I want to solve the equation for ridge regression:
\begin{align} f(\beta)=&\frac{1}{2}||X \beta-y||_2^2+\lambda_{1} \frac{1}{2}||\beta||^2_2 \\ \end{align}
Where $X\in \mathbb{R}^{n\times n}, \beta\in \mathbb{R}^{d\times1}, y\in \mathbb{R}^{n\times1}$.
Over a line segment
\begin{align} (a+\gamma(s-a)) \end{align}
Where $a\in \mathbb{R}^{d\times1}, s\in \mathbb{R}^{d\times1}$
And I need to solve this for gamma.
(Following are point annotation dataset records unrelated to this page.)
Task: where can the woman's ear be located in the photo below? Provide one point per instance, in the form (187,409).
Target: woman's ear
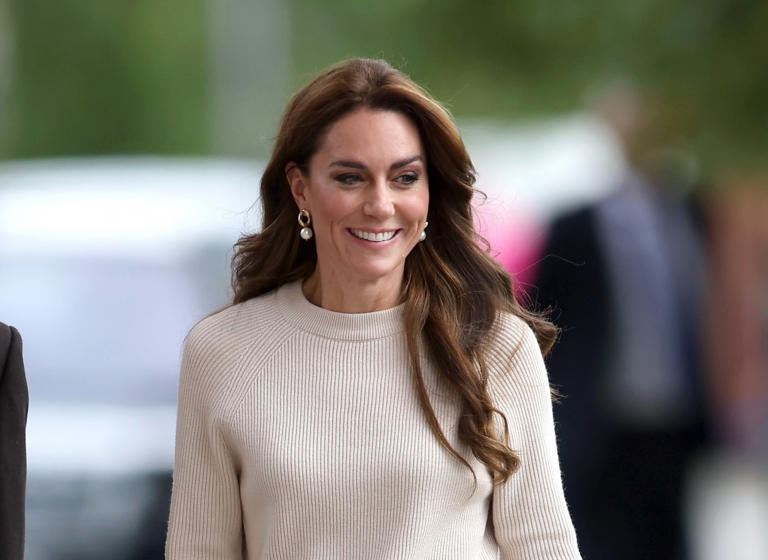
(298,183)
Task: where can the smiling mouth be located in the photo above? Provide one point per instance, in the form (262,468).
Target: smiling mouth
(373,236)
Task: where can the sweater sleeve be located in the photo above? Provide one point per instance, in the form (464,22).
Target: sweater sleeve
(530,515)
(206,516)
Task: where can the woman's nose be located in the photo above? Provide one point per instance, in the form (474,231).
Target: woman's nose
(378,202)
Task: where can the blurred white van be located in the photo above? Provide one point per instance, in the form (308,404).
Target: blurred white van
(105,264)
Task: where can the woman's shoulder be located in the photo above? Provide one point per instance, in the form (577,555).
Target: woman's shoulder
(514,351)
(233,325)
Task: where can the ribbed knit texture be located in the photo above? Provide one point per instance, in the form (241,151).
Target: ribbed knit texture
(300,436)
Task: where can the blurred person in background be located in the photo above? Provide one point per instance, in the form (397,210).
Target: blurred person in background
(626,279)
(374,391)
(14,402)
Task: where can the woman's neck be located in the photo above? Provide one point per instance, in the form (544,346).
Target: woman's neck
(351,296)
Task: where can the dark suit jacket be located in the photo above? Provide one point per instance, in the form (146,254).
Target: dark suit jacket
(572,281)
(14,401)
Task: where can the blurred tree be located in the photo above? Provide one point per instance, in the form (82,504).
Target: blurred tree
(92,77)
(110,77)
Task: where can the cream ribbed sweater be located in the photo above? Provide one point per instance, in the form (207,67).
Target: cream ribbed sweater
(300,436)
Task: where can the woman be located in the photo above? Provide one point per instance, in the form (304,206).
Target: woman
(374,391)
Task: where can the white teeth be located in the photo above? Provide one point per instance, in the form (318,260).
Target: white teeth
(370,236)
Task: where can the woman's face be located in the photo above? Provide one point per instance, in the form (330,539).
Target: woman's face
(368,194)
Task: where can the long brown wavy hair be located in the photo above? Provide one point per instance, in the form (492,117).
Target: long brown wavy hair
(453,289)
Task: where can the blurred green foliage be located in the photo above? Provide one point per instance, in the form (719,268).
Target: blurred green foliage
(95,77)
(134,76)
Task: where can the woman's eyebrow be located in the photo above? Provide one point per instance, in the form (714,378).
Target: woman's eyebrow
(358,165)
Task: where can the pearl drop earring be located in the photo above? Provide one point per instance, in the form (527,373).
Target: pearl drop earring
(304,221)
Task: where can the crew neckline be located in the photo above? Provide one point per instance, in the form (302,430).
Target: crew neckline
(302,313)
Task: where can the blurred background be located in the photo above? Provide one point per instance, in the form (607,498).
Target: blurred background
(622,150)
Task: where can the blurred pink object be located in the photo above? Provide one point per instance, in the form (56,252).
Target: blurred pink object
(515,237)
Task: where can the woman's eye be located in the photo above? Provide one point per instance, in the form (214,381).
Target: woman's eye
(347,178)
(407,178)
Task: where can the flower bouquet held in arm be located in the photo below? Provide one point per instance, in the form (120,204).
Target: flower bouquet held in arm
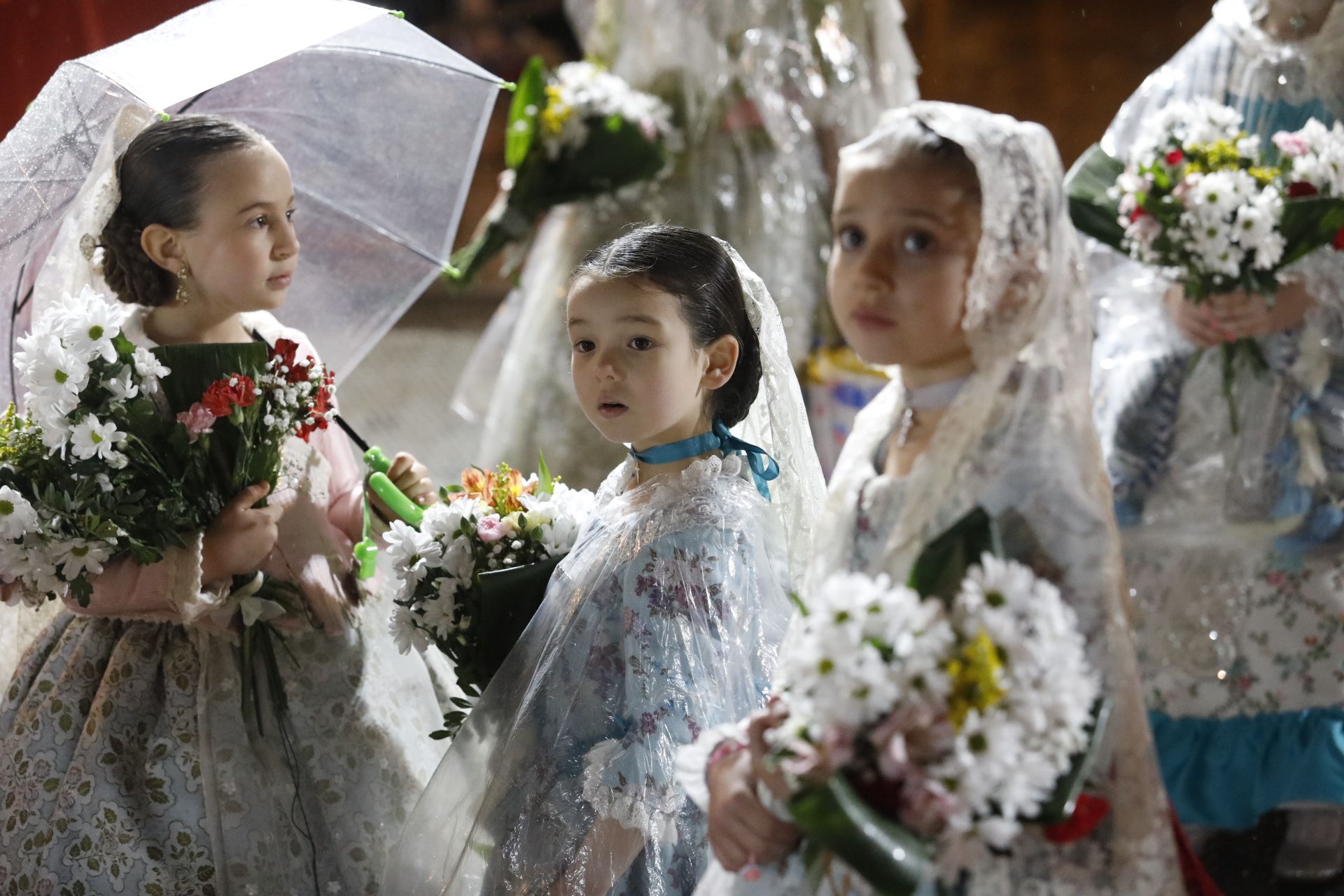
(1214,209)
(127,451)
(235,406)
(574,134)
(476,568)
(936,718)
So I tried solving this as I would a scalar problem by substituting this in for $\beta$ and setting equal to $0$ as such:
\begin{align} \nabla f(\beta)=&X^{\top}(X \beta-y)+\lambda_{1} \beta \\ \nabla f((a+\gamma(s-a)))=&X^{\top}(X(a+\gamma(s-a))-y)+\lambda_{1}(a+\gamma(s-a))\\ =&X^{\top}(X a+\gamma X(s-a)-y)+\ldots\\ =&X^{\top}Xa+\gamma X^{\top} X(s-a)-X^{\top} y+\lambda_1 a+\gamma \lambda_{1}(s-a)\\ =&\gamma\left(X^{\top} X(s-a)+\lambda_{1}(s-a)\right)+X^{\top} X a-X^{\top} y+\lambda_1 a\\ \\ 0=&\gamma\left(X^{\top} X(s-a)+\lambda_{1}(s-a)\right)+X^{\top} X a-X^{\top} y+\lambda_1 a\\ \gamma\left(X^{\top} X(s-a)+\lambda_{1}(s-a)\right)=&X^{\top} y-X^{\top} X a-\lambda_1 a \end{align}
However at this point I have 2 $d\times1$ matrices on each side of the equation and must take the inverse to get the answer. However this results in a 2x2 matrix and I am doubtful that a scalar can solve this. Can someone point out where I went wrong or what approach I should have taken to solve this?
As @Marekkk alluded to in his comment, the solution was to substitute the line segment into the main equation and find the derivative with respect to gamma.